The turkeys like the rain. Or at least they are undaunted by it. A few minutes ago there were more than a dozen pecking at the earth outside my window, heads not so much bobbing as making staccato attacks on the sunflower shells beneath the birdfeeders. Their bodies—as if inured to all that head action--moved languidly, each bird stepping high and deliberately as it wove in and out, their formations briefly legible as circles or lines before they dissolved. The turkeys have moved off now, but some mornings one can see more than thirty of them, the toms large and sleek, fanning their tail feathers; the hens and jakes smaller, businesslike, less concerned with display.
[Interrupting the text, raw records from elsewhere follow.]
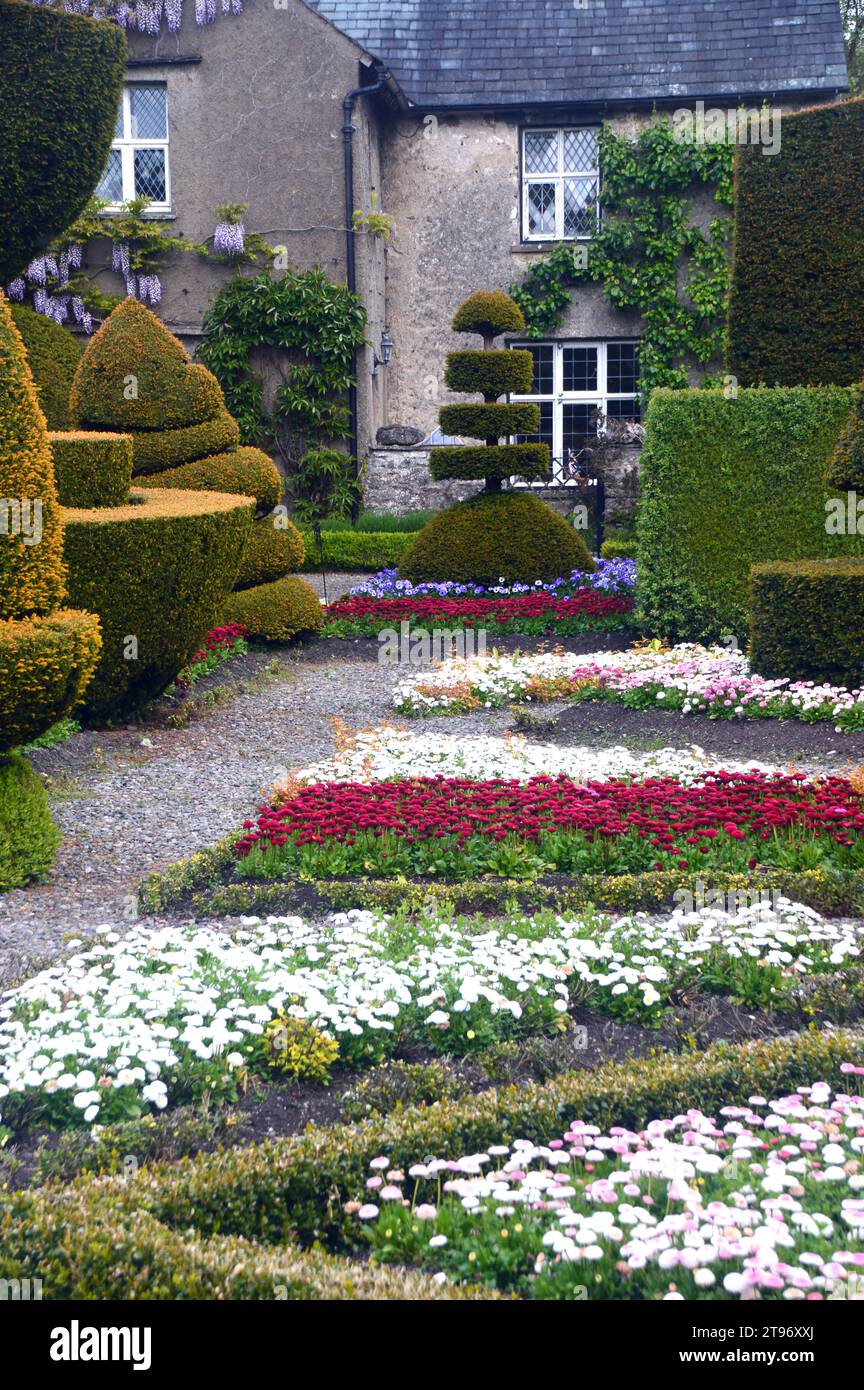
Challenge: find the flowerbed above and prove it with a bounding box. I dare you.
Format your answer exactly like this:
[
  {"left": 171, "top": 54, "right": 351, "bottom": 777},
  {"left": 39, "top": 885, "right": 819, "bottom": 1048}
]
[
  {"left": 347, "top": 1078, "right": 864, "bottom": 1300},
  {"left": 236, "top": 771, "right": 864, "bottom": 880},
  {"left": 350, "top": 559, "right": 636, "bottom": 599},
  {"left": 324, "top": 589, "right": 633, "bottom": 637},
  {"left": 165, "top": 623, "right": 249, "bottom": 699},
  {"left": 0, "top": 899, "right": 861, "bottom": 1133},
  {"left": 293, "top": 726, "right": 775, "bottom": 784},
  {"left": 393, "top": 644, "right": 864, "bottom": 733}
]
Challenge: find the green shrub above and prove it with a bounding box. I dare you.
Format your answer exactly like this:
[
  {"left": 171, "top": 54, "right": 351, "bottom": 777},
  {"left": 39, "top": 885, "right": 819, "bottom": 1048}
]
[
  {"left": 300, "top": 530, "right": 417, "bottom": 574},
  {"left": 438, "top": 403, "right": 540, "bottom": 441},
  {"left": 429, "top": 443, "right": 549, "bottom": 482},
  {"left": 11, "top": 304, "right": 83, "bottom": 430},
  {"left": 453, "top": 289, "right": 525, "bottom": 342},
  {"left": 636, "top": 383, "right": 864, "bottom": 639},
  {"left": 49, "top": 430, "right": 132, "bottom": 507},
  {"left": 127, "top": 410, "right": 240, "bottom": 478},
  {"left": 826, "top": 388, "right": 864, "bottom": 491},
  {"left": 726, "top": 99, "right": 864, "bottom": 386},
  {"left": 146, "top": 446, "right": 282, "bottom": 512},
  {"left": 0, "top": 0, "right": 126, "bottom": 284},
  {"left": 600, "top": 537, "right": 639, "bottom": 560},
  {"left": 235, "top": 517, "right": 306, "bottom": 589},
  {"left": 445, "top": 348, "right": 533, "bottom": 402},
  {"left": 399, "top": 492, "right": 595, "bottom": 584},
  {"left": 750, "top": 560, "right": 864, "bottom": 689},
  {"left": 219, "top": 577, "right": 324, "bottom": 642},
  {"left": 0, "top": 609, "right": 101, "bottom": 752},
  {"left": 65, "top": 489, "right": 253, "bottom": 720},
  {"left": 0, "top": 756, "right": 61, "bottom": 892}
]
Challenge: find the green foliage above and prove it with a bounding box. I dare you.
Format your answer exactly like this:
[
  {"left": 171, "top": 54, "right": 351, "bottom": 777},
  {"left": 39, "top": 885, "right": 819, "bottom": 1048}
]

It is easy enough to lose track of the season—or the year—when bouncing between the varying timescales of scheduling, grant writing, and preparing final reports. We have just completed the spring/summer schedule, covering the months from April through August. Most things are now up on our web calendar, and the brochure should be available in physical form in a week or so. Sometimes the urgency of confirming the date of a workshop in far-off August overtakes one’s sense of the present; grants describing projects that will come together in 2018 transport one to the realm of unencumbered possibility; reporting on work accomplished may reveal a sudden insight that makes a project more meaningful, or a connection with other work clearer. But each day there are reminders of the present: the sounds of the kindergartners working with Naomi in the sunroom during their field trips, the narrator’s voice drifting in from the gallery, where Cecelia Condit’s Tales of a Future Past is screening, the puddles turning into lakes on the lawn.

And so we embark on April, a month still far enough off to hold unbounded promise: more green, more growth, more sunshine. We have three more book-related workshops in April with Carolyn Suneja (Sewing on Tapes and Simple Case Binding, April 8), Colin Matthes (Zine-Making, April 22), and Eddee Daniel (Using Online Self-Publishing Platforms, April 29). Leslie Perrino offers an enameling workshop on April 23—once you try this, it’s hard not to want to keep doing it—and Chuck Stebelton is back to lead a bird walk, guest Cecelia Condit in tow, early that morning. We hope you’ll join us on April 24 for International Sculpture Day. Debby Pagel of Eat Cake! is rendering one of the works in our collection in cake (which one do you think lends itself to the cake treatment?), and after many hours of admiring this production, we plan to cut and eat it at 3 pm.

You can scroll down to the bottom of this newsletter to get a taste of May activities, or head over to our web calendar to check out the next several months. Lynden’s Garden Series reboots in May, and covers a range of topics from beekeeping to natural pest control. Our extended Wednesday hours begin May 31, and artist-in-residence Sara Caron will enliven the first several with her hiking trail and pop-up information center/gift shop. June brings some returns and many beginnings. We partner once again with Woodland Pattern Book Center on another intensive writing workshop: Intersite: Geopoetics of the Constructed Landscape and Beyond with Jennifer Scappettone (June 6-9). Summer day camps begin June 12—and not to be alarmist, but these are filling up fast so don’t miss your chance to register. Danceworks Performance Company and Milwaukee Opera Theatre return on June 16 and 17 for Handel’s Bestiary (based on the Donna Leon book exploring the animals in Handel's arias), and the Danceworks campers will be here in July for a related family performance. The long-awaited Bonsai Exhibit, a collaboration with the Milwaukee Bonsai Society and the Milwaukee Bonsai Foundation, opens with a reception on June 18. Skipping all the way to late summer, you may want to save the date—August 24—for our annual Backyard Barbecue.

And though I made it sound like the spring/summer schedule was sewn up, we are always adding events. Keep your eyes peeled for additional Women’s Speaker Series engagements, free family days, and for an entire world of events generated by artists-in-residence Portia Cobb and Gary John Gresl.